Deep learning for reduced order modelling and efficient temporal evolution of fluid simulations

Reduced order modeling (ROM) has been widely used to create lower order, computationally inexpensive representations of higher-order dynamical systems. Using these representations, ROMs can efficiently model flow fields while using significantly lesser parameters. Conventional ROMs accomplish this by linearly projecting higher-order manifolds to lower-dimensional space using dimensionality reduction techniques such as proper orthogonal decomposition (POD). In this work, we develop a novel deep learning framework DL-ROM (deep learning—reduced order modeling) to create a neural network capable of non-linear projections to reduced order states. We then use the learned reduced state to efficiently predict future time steps of the simulation using 3D Autoencoder and 3D U-Net-based architectures.
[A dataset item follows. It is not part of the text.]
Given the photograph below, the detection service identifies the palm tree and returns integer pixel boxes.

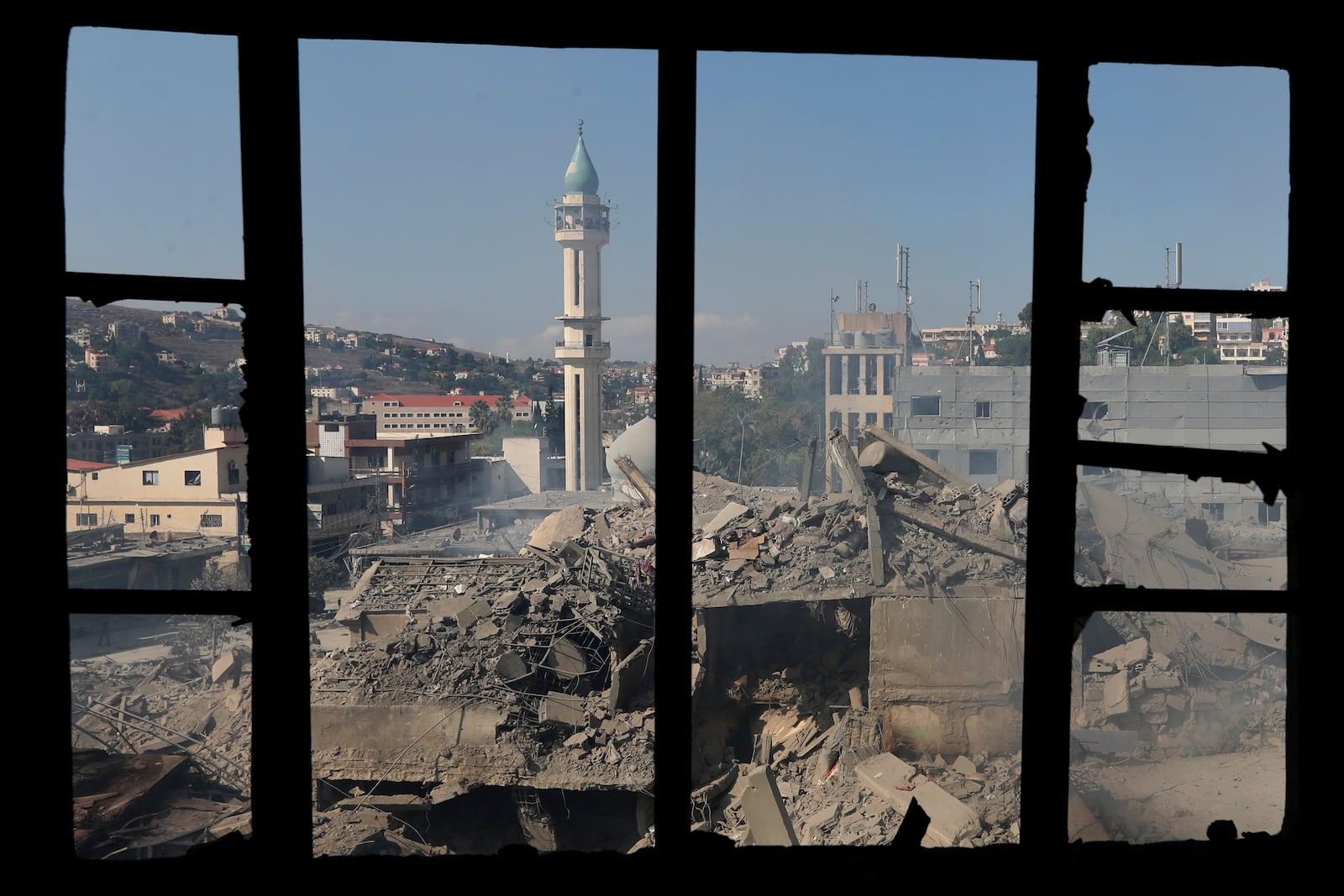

Our model DL-ROM can create highly accurate reconstructions from the learned ROM and is thus able to efficiently predict future time steps by temporally traversing in the learned reduced state. All of this is achieved without ground truth supervision or needing to iteratively solve the expensive Navier–Stokes (NS) equations thereby resulting in massive computational savings. To test the effectiveness and performance of our approach, we evaluate our implementation on five different computational fluid dynamics (CFD) datasets using reconstruction performance and computational runtime metrics. DL-ROM can reduce the computational run times of iterative solvers by nearly two orders of magnitude while maintaining an acceptable error threshold.